When we had gone to the beach together just after we had gotten together, it had been the first time since the death of his mother that he gone somewhere new. And the beach, when he had visited as a child, hadn’t been a particularly pleasant experience.
But he had gone.
For me.
Despite his hesitation, it was on that trip that we had finally come together. Emotionally. Physically. Secrets had been exposed, and we had had been as close as two people could be. Before my penchant for self-destruction had almost derailed us completely.
During those early days after enrolling at The College of Baltimore, I would think about that time with Flynn at the beach and it made me happy. It gave me hope. It’s what kept me going.
I never wanted him to worry about me. I never wanted him to wonder what I was thinking or what I was feeling. I wanted our relationship to be totally transparent and honest. I needed it. He needed it. It’s the only way we could make this difficult thing between us work.
But even though I knew Flynn was waiting for me, I needed to take my time. I had to reacclimatize myself with this world I had left behind. I needed to drive down the once familiar streets and remember a time when I never thought I would leave.
But I had.
I had gotten out.
Wellston, West Virginia hadn’t smothered and destroyed me.

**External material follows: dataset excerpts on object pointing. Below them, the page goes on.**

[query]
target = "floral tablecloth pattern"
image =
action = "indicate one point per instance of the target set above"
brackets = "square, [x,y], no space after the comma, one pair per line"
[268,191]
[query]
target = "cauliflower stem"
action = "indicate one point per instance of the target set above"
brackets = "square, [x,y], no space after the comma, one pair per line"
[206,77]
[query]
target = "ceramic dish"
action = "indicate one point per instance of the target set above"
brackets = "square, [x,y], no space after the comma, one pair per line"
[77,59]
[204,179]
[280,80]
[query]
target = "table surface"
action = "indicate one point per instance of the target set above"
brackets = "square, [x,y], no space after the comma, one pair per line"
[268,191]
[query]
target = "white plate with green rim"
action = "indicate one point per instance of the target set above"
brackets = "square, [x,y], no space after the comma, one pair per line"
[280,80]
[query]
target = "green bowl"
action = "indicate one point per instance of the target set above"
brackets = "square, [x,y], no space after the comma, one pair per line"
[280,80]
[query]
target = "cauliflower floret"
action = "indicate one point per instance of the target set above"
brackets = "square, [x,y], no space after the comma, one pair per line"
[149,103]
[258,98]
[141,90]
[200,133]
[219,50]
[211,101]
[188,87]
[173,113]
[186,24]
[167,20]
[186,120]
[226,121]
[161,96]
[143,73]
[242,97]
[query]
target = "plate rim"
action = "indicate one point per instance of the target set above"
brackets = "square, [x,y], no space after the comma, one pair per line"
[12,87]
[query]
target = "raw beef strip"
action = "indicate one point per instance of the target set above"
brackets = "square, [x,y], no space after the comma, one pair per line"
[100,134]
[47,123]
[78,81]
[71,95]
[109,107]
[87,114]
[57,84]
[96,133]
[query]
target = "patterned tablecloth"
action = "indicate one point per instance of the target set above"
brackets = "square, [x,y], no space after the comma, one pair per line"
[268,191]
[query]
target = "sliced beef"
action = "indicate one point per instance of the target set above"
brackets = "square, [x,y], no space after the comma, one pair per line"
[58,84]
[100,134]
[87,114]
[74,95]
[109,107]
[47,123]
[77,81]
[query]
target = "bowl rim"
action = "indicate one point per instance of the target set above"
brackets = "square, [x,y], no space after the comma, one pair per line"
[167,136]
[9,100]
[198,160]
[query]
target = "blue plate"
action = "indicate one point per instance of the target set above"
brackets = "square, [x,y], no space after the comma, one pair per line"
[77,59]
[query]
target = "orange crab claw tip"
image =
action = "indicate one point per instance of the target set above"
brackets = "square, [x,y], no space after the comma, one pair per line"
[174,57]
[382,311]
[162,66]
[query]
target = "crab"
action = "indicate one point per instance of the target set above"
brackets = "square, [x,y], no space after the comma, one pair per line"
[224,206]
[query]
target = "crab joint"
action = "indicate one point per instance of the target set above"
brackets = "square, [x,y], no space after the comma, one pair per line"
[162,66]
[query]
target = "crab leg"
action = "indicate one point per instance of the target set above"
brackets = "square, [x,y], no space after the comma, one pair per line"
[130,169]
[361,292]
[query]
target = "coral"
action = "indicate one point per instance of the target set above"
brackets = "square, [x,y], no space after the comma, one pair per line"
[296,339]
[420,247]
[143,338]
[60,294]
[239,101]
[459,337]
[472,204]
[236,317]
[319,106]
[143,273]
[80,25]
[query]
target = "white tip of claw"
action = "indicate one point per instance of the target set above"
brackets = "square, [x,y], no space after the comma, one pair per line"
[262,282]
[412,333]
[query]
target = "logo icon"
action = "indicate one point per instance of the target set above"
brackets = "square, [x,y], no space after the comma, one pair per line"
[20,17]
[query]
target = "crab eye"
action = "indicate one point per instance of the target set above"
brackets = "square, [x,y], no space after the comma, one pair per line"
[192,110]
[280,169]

It was important that I remember that.
I drove down a one-way street that had once been lined with maple trees and white picket fences. There had been swings in yards and children running in the streets.
It had been a cheerful place of laughter and smiles.
It was also the place where the innocent Ellie had died.
I came to a stop in front of a small one-story Cape Cod
house. Even though it had been twenty years since I had called this place home, I remembered it perfectly.
If I closed my eyes I could see my mom’s face. Beautiful yet vacant. She had always been there in person but not in mind. Physically present but emotionally unavailable. But as a child I hadn’t known any better. Until one morning she wasn’t there anymore.
And everything had turned on its axis.
The house was empty. I could tell by the dilapidated state of the yard and the broken windows that it hadn’t been lived in for a while. It was a skeleton. Unloved and discarded.
It was fitting.
My phone rang and I looked down to see Flynn’s name flash across the screen.
My hand was shaking as I answered it.
“Hello?” I said, sounding breathless.
“Where are you? You should have been here twenty-seven minutes ago,” Flynn stated, getting straight to the point as always.
I stared at the house, where I had spent the first five years of my life and felt sadness. And bitterness. Resentment and a long buried anger. But I also felt relief that that part of my life was over. The girl who had been defined by the things that had happened there had grown up and moved on.
And now I was ready to go home.
“I’m on my way, “ I told Flynn, putting the car into drive and pulling away from the curb.
Chapter Three
-Ellie-
“Come on, Ellie,” Julie said, taking my bag. I clung to Clive, my stuffed dog, and followed her out to a red car.
I knew that I wasn’t going to live with Mr. and Mrs. Evans anymore. I knew Mrs. Evans had been mad when I poured glue in her bed and ripped up all of her roses.
I don’t know why I did any of that stuff. I felt bad after I did it. Though I never said that I was sorry.
“Where am I going?” I asked Julie after she pulled away from the house I had lived in for only three months.
“I’ve found you another family. A great one. They have a girl a few years older than you. Her name is Chelsea.”
“I’m seven. So is she nine?” I asked her, wondering about Chelsea.